I don't know how to end this post. 

PS. I don't open my IG often because there are two persons whose posts spoils my day. I cannot unfollow them because "nakakahiya" but really the one - her face annoys me and her jeje captions. The other one, she's just OA, ang nega lang! Kakasira ng day. So ayun! 

Until next post.. :) kung may nagbasa nito, labyu!



Monday, February 4, 2019

Maybe I Should Stop Trying So Hard

Last night, I wrote in my journal what I was supposed to write for the last day of January. I had missed three weeks of journaling. But even though I failed at one of my goals to write at my journal everyday, I'm glad that January is over. I failed in the month I hated the most. The year started out fine with me, my hopes were high and my spirit was all positive. But things changed in the middle, and I was back to my old self. Worried, hopeless, and self-pitying.

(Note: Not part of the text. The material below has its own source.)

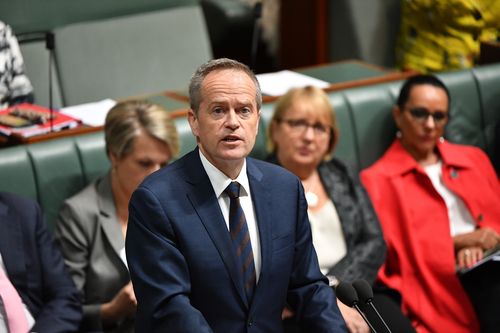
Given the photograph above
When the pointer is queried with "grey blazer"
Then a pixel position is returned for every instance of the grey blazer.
(365, 243)
(90, 238)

Two Fridays ago, I was browsing my friends' list in Facebook. I had unfollowed a lot of people and I decided to check some of them, how they'd been doing after years of not getting an update. Then I saw one college friend who looked so thin in her display picture, and got curious because she was extremely overweight when we were in college. I looked at all her pictures and saw that two former colleagues work with her now, along with some of my classmates in graduate school. What a small world. These two old colleges have already finished their MBA's, my college classmate looked like she's still getting her degree, and I have known that my MBA classmate is just completing his thesis. They are all in the same company, that government owned company who gets the biggest appropriation from the national budget. No, I think they're second with DPWH! hahaha!

And so the emotion began. I self pitied and felt so sorry for myself for being a failure. They have good jobs, earning maybe three times more than I do, and have their MBA's while I'm stuck at home after work washing my husbands underwear. I cried lying on the cold floor for how many hours until I remembered I had to cook rice and it was already late. Like a movie scene, but the loneliness was real.

When would luck ever strike me? I never asked for much. I just wanted a life where I could help my family and provide for our needs. Just needs. I have done my part, I have tried, I have worked hard, I have been honest, I have integrity, I have been a good person. And what?

If this was my destiny, so should I just stop working hard and just let things be since all my efforts would just be wasted?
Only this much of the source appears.